Impossible de ne pas parler d'Antigone, de ne pas faire surgir ici l'icône culturelle de la révolte, le symbole de la contestation intempestive, l'égérie rebelle, ce personnage qui pour nous représente la désobéissance fière, publique, insolente. Antigone – on l'a souvent dit, écrit, répété –, l'histoire d'Antigone est une pure création de théâtre. Les textes mythologiques évoquent la jeune femme, mais sommairement, comme fille d'Œdipe, sans donner plus de précisions. C'est Eschyle (Les Sept contre Thèbes), Euripide et Sophocle surtout qui lui donneront consistance. C'est par eux qu'elle est devenue pour nous l'héroïne de la désobéissance.
Sophocle écrit son Antigone en ‑441 [...]. Il fixe dans cette œuvre une identité : la jeune fille vierge, amoureuse, intransigeante, fiancée à Hémon, le fils de Créon. Et surtout, Sophocle cristallise l'intrigue : aprèsbque, sous les murs de Thèbes, ses deux frères, Étéocle et Polynice, se sont entretués, Antigone brave l'interdiction du nouveau roi, fraîchement promu. Créon, son oncle, régnant sur la ville depuis la mort des frères, a interdit qu'on donne sépulture à Polynice, désigné comme le traître, le renégat, le fauteur de troubles – c'est lui qui a assiégé la ville dirigée par son frère. On réservera au premier (Étéocle) des funérailles somptuaires, « nationales ». [...]
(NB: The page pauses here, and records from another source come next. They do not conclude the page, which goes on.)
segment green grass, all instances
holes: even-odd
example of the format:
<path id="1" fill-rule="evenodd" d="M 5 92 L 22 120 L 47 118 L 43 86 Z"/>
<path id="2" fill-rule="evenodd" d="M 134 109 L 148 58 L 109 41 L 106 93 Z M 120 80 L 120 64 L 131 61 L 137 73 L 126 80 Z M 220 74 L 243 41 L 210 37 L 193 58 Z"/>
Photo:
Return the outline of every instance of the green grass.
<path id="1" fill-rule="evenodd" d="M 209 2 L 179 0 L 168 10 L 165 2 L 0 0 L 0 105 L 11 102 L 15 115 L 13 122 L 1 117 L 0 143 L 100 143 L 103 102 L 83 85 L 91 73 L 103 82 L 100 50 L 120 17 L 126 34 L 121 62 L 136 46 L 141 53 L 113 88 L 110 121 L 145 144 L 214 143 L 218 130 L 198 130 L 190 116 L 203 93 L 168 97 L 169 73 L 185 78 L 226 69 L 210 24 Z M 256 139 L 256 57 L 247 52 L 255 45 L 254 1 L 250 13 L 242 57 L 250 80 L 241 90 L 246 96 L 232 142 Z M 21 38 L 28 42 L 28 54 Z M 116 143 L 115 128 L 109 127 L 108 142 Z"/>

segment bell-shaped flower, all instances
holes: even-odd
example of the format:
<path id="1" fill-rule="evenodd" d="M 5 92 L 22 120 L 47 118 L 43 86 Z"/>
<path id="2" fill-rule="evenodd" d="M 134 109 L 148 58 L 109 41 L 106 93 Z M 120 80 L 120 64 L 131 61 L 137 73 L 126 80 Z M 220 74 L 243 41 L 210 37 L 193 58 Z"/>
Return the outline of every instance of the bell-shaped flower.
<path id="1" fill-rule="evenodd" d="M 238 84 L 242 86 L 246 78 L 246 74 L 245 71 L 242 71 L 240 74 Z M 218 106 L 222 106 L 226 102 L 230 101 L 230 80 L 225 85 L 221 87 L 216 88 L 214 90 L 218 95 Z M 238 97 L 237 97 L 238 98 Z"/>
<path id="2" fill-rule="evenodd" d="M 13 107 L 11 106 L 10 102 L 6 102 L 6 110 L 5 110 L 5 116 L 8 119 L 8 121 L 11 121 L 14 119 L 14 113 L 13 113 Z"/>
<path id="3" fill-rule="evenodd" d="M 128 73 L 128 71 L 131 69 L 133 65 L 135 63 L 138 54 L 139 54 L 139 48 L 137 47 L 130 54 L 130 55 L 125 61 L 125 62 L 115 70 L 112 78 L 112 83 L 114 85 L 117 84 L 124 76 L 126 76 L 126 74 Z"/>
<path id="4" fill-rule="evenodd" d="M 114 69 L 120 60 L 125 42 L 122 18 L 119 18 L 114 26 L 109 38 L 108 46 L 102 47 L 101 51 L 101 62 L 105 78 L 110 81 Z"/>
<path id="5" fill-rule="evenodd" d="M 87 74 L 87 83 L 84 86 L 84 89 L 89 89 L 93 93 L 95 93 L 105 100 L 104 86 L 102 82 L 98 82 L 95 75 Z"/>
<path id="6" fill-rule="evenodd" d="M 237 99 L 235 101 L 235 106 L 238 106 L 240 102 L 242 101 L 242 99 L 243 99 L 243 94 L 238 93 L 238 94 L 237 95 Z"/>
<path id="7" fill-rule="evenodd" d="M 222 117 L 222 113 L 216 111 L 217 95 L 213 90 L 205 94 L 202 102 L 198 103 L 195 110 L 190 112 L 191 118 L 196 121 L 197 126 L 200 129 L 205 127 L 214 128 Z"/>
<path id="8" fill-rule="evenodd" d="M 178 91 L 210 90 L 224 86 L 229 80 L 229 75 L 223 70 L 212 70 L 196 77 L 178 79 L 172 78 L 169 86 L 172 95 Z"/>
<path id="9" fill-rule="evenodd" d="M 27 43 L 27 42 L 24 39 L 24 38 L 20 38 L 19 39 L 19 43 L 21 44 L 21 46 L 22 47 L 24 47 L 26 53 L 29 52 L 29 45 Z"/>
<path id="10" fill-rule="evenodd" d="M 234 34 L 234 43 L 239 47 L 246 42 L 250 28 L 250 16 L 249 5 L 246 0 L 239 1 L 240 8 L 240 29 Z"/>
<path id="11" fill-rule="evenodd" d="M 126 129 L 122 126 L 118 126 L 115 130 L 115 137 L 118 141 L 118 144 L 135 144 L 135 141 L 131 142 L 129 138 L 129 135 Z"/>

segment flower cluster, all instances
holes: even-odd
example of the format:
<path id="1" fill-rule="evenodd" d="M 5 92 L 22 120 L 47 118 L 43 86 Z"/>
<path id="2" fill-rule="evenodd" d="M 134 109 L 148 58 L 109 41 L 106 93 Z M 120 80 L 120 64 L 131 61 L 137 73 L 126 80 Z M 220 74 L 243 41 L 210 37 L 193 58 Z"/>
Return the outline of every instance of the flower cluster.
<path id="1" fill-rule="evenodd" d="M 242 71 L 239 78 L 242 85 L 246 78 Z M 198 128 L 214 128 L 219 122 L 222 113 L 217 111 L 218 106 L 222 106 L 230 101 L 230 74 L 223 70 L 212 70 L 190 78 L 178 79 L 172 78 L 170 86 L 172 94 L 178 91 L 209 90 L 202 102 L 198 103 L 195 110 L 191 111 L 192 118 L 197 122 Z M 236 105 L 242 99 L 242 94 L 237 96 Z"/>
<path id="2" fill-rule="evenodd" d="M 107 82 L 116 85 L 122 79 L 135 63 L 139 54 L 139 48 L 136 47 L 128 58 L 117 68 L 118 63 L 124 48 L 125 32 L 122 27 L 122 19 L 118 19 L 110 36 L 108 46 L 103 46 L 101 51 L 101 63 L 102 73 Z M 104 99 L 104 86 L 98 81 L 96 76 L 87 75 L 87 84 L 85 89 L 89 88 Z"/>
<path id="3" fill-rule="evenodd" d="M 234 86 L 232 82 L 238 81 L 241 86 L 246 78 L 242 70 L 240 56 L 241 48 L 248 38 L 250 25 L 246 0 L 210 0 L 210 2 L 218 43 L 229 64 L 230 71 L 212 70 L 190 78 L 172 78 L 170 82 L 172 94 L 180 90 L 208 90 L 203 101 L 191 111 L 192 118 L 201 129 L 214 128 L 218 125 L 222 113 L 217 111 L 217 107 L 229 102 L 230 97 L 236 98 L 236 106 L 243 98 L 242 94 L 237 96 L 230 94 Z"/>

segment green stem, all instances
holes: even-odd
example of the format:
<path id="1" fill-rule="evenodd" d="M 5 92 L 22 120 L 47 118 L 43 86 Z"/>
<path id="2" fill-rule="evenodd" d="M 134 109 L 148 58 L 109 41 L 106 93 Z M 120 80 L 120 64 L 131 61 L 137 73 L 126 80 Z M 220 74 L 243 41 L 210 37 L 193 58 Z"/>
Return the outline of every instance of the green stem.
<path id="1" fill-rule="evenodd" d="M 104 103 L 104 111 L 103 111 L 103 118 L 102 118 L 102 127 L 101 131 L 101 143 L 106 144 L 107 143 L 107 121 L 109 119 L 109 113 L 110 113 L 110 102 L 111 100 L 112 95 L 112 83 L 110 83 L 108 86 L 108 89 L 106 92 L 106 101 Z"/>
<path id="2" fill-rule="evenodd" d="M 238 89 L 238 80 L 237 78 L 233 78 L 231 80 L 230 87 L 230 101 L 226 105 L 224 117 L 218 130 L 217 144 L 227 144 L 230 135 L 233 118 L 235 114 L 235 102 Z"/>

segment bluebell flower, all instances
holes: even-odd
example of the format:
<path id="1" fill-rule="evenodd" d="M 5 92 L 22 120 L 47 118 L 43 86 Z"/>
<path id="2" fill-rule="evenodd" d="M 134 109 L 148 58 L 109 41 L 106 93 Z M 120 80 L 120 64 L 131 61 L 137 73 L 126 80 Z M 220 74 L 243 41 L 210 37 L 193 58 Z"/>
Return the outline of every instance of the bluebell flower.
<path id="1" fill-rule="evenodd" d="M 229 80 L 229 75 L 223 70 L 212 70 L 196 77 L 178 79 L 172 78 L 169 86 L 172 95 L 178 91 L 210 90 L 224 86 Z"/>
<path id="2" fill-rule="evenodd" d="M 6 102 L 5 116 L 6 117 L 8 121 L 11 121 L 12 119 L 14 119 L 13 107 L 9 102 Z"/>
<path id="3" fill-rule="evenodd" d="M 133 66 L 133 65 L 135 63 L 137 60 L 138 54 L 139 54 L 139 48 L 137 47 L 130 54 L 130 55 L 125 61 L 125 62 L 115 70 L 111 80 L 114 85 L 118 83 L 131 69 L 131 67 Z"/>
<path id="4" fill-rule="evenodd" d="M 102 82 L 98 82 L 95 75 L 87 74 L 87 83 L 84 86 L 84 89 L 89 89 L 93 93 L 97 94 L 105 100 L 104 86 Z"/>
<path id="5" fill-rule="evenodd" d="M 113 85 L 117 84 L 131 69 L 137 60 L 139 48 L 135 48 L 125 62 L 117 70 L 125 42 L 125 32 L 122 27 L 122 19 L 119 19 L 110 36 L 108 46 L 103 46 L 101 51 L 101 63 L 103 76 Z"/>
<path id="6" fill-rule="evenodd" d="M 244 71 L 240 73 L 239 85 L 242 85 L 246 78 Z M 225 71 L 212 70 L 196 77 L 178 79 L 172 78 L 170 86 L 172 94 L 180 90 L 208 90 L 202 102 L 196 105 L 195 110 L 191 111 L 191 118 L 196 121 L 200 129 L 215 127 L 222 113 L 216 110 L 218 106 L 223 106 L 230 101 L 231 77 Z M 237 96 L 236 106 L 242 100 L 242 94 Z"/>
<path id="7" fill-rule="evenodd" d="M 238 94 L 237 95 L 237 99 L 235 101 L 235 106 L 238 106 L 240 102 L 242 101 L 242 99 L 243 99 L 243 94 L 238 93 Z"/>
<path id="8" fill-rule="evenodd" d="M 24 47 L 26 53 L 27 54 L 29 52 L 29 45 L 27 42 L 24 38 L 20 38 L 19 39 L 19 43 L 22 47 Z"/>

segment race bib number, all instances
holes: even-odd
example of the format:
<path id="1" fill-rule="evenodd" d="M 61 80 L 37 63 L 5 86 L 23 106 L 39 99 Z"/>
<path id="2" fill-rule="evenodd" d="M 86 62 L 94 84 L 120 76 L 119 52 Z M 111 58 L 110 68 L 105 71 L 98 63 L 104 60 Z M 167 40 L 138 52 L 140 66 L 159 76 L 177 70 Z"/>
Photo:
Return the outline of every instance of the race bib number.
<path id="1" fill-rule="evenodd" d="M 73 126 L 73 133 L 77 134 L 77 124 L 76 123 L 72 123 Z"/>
Mais il faut reprendre ici la scène, la scène de désobéissance, juste assez pour la désarticuler un peu. Créon commence par demander à Antigone « si elle savait », si elle connaissait l'interdit. Le tyran est rusé, il tend une perche : l'édit a été proclamé tôt le matin, la jeune fille aurait pu ne pas l'entendre après tout ; il suffirait qu'elle dise ne pas l'avoir entendu et tout rentrerait dans l'ordre alors, avec de bonnes, solides et hypocrites excuses. Créon, je l'imagine par-devers lui se dire : La petite insensée apportée par le garde, elle voulait faire la maligne, mais à peine va-t-elle entendre ma grosse voix qu'elle mesurera l'étendue de sa faute, la gravité de la menace et se rétractera comme une enfant fautive : « Non, je ne savais pas, cher oncle, désolée, si j'avais su, bien sûr... »
Or là, non, la réponse est cinglante : si je connaissais l'interdit ? Et comment faire autrement ? répond Antigone : il était public, parfaitement clair. Créon réagit là comme un mâle blessé dans sa virilité, un chefaillon inquiété dans son autorité. Il en fait une affaire personnelle, il ramène tout à lui : Tu as donc osé transgresser ma loi, mon décret, mon interdit ! Tu savais pourtant, et tu as osé, petite insolente inconsciente et bravache, me défier...
Vient alors, dans la bouche d'Antigone la réplique que citent en chœur les théoriciens de la désobéissance civile. Une réponse en deux temps. Premièrement, dit Antigone, tes édits misérables, tes décrets pauvrement humains, politicards, opportunistes, rien ne les fonde, rien ne les autorise, ils ne s'ancrent dans aucune légitimité fondamentale. Deuxièmement, ils vont à l'encontre de ces lois supérieures, les lois non écrites, éternelles, dont fait partie l'obligation d'enterrer un mort, de donner sépulture à un frère, afin que son esprit soit accueilli dans le monde des morts et y trouve repos.